Studies of furazan oxides and related compounds in rubber have been reported. For example, Rehner and Flory state in Industrial and Engineering Chemistry, volume 38, page 500 et sec, that ortho dinitroso benzene is inactive in butyl rubber as a vulcanizing agent. In contrast, the para isomer is said to be very active by Rehner and Flory. U.S. Pat. No. 3,931,121 to Davis, et al., describes the curing of elastomer polymers with poly (chloronitroso) compounds. U.S. Pat. No. 3,931,106 to Crosby, et al., describes the use of dinitrile oxides, which can be generated in situ from furazans, in rubber cross-linking. In this regard, it should be noted that the aromatic furazan oxides of this invention cannot isomerize to di(nitrile oxides) because the bond between the adjacent carbon atoms is part of an aromatic ring. U.S. Pat. No 2,974,120 to Miller describes the use of nonaromatic furoxans as antioxidants and antidegradants in rubber. U.S. Pat. No. 2,905,582 to Coleman, et al., describes the use of nitroso compounds, including dinitroso compounds wherein the nitroso groups are on nonadjacent carbons in a method for bonding polyurethane resin to rubber bodies.

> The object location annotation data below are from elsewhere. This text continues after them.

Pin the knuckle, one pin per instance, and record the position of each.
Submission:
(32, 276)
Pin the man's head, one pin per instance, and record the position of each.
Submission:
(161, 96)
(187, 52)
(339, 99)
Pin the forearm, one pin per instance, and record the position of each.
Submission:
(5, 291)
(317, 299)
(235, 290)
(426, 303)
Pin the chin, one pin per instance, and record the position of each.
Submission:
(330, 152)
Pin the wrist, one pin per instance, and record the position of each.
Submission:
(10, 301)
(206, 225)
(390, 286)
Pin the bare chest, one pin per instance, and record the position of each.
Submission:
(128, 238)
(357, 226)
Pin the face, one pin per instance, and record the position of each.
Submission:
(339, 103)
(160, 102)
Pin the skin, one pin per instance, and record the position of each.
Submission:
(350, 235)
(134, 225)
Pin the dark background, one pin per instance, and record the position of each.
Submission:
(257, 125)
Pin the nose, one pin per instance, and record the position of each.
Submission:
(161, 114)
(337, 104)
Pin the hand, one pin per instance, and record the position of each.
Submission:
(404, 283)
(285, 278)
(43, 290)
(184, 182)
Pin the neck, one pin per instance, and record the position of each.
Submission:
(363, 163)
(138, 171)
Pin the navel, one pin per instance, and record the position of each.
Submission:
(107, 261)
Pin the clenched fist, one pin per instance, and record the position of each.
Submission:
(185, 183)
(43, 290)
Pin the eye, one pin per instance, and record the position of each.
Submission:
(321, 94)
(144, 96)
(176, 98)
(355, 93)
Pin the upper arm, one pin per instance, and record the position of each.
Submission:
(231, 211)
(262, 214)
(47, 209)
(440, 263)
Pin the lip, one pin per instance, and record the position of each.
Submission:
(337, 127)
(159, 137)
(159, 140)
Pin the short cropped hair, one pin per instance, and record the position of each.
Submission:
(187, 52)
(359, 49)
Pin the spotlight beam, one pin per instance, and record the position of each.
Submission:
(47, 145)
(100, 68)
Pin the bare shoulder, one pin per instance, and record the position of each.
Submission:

Morita has described the use of N, 4-dinitroso-N-methyl aniline as an active chemical promoter for carbon black reinforcement of IIR, NR and SBR. See Rubber Chemistry and Technology, volume 49, page 119 and following (1976). Tanaka, et al., have reported studies of nitroso benzene in rubber where chain cleavage was observed in Kogyo Kagaku Zasshi 74(8), pages 1701-6 (1971).